The proposed station, set to open in time for the 2015 Pan Am Games, will be located just east of the MacNab Street North bridge.
It will be attached to a plaza that will stretch to James Street North — just across from LIUNA Station (which was built as the CN station in 1930) — and the plaza is proposed to have bus bays, pedestrian walkways and areas for public art.
The station will be level with MacNab Street and the bottom floor will be about eight metres below and level with the tracks. This is because the rail line is located in a bit of a valley between Stuart Street and Strachan Street West.
That, at any rate, was the vision shown to about 40 people specially invited to a Metrolinx meeting Tuesday night at the Workers Arts and Heritage Centre on Stuart Street.
Those stakeholders in attendance included Mayor Bob Bratina, councillors Brian McHattie and Jason Farr, plus city officials, representatives of neighbourhood associations, the waterfront trust and the Hamilton-Burlington Society of Architects.
The station is to be a supplement to the Hamilton GO Centre (the former TH&B station) several blocks south of the proposed site, although attendees were told it will be developed as a mobility hub.
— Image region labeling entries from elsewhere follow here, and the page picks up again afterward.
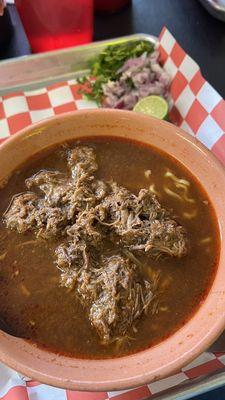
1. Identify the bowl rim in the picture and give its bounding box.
[0,109,225,391]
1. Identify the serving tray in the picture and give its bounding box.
[0,34,225,400]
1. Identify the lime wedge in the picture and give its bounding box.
[133,95,168,119]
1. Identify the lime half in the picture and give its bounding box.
[133,95,168,119]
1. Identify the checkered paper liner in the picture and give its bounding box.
[0,28,225,400]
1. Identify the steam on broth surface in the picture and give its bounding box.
[0,137,220,358]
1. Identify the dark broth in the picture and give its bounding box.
[0,138,220,358]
It will connect with other transit such as buses and the proposed A-line Light Rail Transit (LRT) between the bayfront and the John C. Munro Hamilton International Airport.
There are plans for a parking garage, easy exit for cars and a kiss-and-go spot.
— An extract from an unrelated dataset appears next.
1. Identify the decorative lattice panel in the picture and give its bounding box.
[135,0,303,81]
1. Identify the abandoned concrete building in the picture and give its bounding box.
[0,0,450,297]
Metrolinx official Randal Dreise said the platforms will be 350 metres long, stretching from James Street North to Hess Street North and Stuart Street.
That will see it stretch onto land that once housed a majestic train station linked to Hamilton’s development. A station was built off Stuart Street by the Great Western Railway in 1875. The GWR was swallowed up by the Grand Trunk Railway in the 1880s.
The station stood until the 1920s, when it was replaced by the CN station. The new station opened in 1931 and served passengers — the last being GO commuters — until 1993.
Dreise said, however, negotiations remain to make the station a reality — negotiations with CN to acquire tracks for the GO trains, negotiations with CN to provide all-day GO service and negotiations with land owners to build the plaza.
Bratina, a well-known rail buff who pushed for the return of GO service at James Street North, said he liked the proposed station design and that he never expected there would be some “grand station.”
“It’s the service that counts, but a simple and elegant plan would enhance the neighbourhood,” he said. “I think it goes in hand with the growth of the service, but the desire to keep costs in hand.”